DAYS LIKE last Wednesday really make students from states other than Virginia wish they could vote. After the 6 percent cost hike last year that financed a tuition cut for Virginians, it seems that the administration would give non-residents a break this year. No such luck. It turns out the administration recommended a 4.7 percent rise for total University costs for 2000-01. Whether or not the hike in overall costs was warranted, forcing only out-of-state students to pay for it is not.

This abuse needs to stop. Runaway tuition increases for out-of-state students will, if unchecked, eventually make the University a less competitive school.

It makes sense for students at a state university who reside in another state to pay the full cost of their education because they already don't contribute to education in the state, but the University has gone beyond common practice to highway robbery. This year non-residents pay four times what residents do, and tuition and fees are an average of 30 percent higher for out-of-state students at peer institutions. According to Director of the Budget, Melody Bianchetto, the University has the third highest out-of-state rates among public peer institutions after Cornell and Michigan State. Administration officials who argue that the University can raise tuition with impunity are wrong. Any high quality university always will attract students not concerned about money. But the students who have limited funds for college tuition are the vast majority, and these students matter.

The University will lose out-of-state students if it loses its bargain status and those who can pay might choose another prestigious university because there is a better cost incentive. The administration often quotes surveys where students who rejected the University say cost didn't matter. However, Bianchetto notes that these surveys approximately are five years old -- from a time of smaller tuition raises -- therefore making them outdated.
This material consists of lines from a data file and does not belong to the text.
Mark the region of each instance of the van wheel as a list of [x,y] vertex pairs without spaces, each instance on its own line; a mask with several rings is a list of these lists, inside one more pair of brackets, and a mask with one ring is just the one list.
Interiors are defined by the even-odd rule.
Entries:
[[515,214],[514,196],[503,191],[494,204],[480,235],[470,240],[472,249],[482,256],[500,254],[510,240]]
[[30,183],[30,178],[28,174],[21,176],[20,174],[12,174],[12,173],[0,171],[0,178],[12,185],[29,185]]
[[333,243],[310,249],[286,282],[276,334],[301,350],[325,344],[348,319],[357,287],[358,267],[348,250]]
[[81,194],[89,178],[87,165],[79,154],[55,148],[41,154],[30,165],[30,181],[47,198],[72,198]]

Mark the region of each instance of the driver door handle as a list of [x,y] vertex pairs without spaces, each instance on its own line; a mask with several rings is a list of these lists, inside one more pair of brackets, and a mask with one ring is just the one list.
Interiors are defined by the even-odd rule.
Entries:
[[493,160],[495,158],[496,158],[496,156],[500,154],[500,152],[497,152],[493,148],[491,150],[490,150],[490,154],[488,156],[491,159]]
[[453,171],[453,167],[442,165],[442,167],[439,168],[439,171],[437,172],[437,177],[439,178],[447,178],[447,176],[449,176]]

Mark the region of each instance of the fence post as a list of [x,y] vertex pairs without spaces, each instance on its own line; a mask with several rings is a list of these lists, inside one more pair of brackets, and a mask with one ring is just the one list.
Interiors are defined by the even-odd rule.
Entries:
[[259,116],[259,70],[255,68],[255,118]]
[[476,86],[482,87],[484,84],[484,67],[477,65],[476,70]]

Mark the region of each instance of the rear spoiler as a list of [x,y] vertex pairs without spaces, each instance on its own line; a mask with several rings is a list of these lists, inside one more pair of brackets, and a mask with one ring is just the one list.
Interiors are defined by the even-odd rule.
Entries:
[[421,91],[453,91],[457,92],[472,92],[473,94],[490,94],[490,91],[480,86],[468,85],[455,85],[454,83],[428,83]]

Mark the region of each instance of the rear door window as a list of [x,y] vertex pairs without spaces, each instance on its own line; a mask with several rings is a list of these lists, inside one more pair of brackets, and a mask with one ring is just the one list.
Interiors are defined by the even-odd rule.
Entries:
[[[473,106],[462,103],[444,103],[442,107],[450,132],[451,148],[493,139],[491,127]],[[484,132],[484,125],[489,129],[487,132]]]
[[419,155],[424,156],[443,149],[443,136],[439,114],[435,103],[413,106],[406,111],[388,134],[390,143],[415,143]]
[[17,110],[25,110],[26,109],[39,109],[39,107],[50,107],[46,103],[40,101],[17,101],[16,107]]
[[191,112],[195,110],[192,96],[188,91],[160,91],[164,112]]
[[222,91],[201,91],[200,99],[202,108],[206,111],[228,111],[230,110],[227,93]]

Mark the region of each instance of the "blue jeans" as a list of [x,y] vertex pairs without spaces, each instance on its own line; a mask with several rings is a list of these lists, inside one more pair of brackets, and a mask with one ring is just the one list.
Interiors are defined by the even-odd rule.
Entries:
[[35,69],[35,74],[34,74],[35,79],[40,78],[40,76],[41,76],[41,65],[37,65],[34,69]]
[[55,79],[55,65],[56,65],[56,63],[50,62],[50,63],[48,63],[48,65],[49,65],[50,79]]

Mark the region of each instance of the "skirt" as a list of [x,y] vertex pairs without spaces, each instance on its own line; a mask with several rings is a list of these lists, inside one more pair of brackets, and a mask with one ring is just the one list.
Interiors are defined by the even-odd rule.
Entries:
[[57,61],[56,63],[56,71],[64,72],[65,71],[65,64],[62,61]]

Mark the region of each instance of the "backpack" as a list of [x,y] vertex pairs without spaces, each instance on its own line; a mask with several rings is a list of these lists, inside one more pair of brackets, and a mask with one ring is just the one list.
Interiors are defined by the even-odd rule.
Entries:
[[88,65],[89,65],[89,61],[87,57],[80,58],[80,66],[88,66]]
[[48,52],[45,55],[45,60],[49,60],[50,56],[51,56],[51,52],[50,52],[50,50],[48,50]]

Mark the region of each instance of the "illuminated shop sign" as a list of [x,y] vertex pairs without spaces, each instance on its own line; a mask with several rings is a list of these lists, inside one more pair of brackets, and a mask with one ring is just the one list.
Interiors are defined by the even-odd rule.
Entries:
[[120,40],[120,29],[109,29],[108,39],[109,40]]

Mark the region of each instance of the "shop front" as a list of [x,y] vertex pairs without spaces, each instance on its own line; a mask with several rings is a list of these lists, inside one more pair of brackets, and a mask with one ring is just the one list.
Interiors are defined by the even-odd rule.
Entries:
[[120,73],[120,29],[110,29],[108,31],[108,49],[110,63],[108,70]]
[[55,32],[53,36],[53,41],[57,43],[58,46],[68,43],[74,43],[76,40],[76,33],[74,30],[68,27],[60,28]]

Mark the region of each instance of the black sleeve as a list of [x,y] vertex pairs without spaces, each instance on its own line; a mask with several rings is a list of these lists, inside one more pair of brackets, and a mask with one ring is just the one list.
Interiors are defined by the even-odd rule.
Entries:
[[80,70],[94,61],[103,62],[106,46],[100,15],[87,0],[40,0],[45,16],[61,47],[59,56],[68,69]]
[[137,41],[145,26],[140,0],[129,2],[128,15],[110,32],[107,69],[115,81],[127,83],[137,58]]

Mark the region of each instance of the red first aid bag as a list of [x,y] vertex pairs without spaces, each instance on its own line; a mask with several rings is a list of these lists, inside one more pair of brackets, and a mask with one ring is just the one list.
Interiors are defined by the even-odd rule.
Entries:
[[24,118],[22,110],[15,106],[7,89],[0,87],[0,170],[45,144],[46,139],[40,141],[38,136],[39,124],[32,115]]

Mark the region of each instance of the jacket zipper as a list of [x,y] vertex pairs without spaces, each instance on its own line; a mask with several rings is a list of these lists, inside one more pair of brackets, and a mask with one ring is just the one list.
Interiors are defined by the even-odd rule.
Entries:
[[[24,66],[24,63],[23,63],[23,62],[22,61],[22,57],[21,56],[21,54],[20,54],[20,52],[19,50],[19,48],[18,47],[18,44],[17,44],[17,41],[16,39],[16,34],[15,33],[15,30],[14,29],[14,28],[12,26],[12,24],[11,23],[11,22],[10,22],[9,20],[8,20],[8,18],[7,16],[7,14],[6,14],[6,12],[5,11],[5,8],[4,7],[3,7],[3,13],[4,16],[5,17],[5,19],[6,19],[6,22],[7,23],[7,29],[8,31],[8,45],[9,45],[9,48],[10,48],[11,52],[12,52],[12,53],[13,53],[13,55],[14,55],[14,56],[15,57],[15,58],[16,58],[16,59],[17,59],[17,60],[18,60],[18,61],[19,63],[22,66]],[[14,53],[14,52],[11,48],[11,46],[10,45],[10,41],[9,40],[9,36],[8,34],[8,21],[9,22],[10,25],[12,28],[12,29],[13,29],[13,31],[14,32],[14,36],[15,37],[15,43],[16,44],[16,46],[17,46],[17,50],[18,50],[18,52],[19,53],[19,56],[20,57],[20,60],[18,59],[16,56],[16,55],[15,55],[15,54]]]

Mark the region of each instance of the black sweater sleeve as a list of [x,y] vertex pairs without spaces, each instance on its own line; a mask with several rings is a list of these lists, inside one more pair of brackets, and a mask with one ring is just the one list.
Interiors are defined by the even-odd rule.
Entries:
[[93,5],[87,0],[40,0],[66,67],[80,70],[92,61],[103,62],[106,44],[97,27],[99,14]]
These supposedly definitive surveys, however, can't cover the students who never applied in the first place because of a university's cost. There are many outstanding students who never apply to schools because of the cost. It isn't a coincidence that applications to the University dropped the year after non-Virginia tuition rates increased six percent.

Other state universities are peer institutions because they attract talent from outside their borders. The University of Oklahoma has made a sustained effort to attract National Merit scholars from across the nation over the past decade. During that time, says Craig Hayes, head of the National Scholar's Program there, they have increased their freshman National Merit numbers from 118 to 159 in seven years and National Merit Scholars are generally very sought after. A significant portion, says Hayes, are non-residents. This is an increase of 35 percent during an enrollment increase of about 20 percent. The University can't afford to let Oklahoma and others take our best prospective students because it offers a lower cost.

It's hard to raise uproar without the time to do so. When the administration doesn't release proposed hikes until just before the Board of Visitors votes, students have no time to protest. The University needs to have an ongoing, year-round effort to work with out-of-state students on tuition costs.

If administrators are appalled that the University lost its top rating this year, they should think about how much more would be lost by driving away non-residents. It's a simple, undeniable fact that a university, public or private, loses its reputation without geographical diversity. This is why universities in California salivate over people from Kentucky: To get a national reputation you need national students. A University of Virginia degree would mean less without non-Virginia students, and that hurts Virginia residents.

The University needs to contain out-of- state costs before it loses more people. This isn't just an administration job. Student groups, especially Student Council, need to have an ongoing lobbying effort to stop the Commonwealth from dictating tuition just to score points with voters. In-state students must be involved for this to work because the only way non-Virginia students can vote is by attending other universities for less money. Current students don't want to do this and probably won't, but the true impact comes when prospective students get up and walk away because their value goes unrecognized.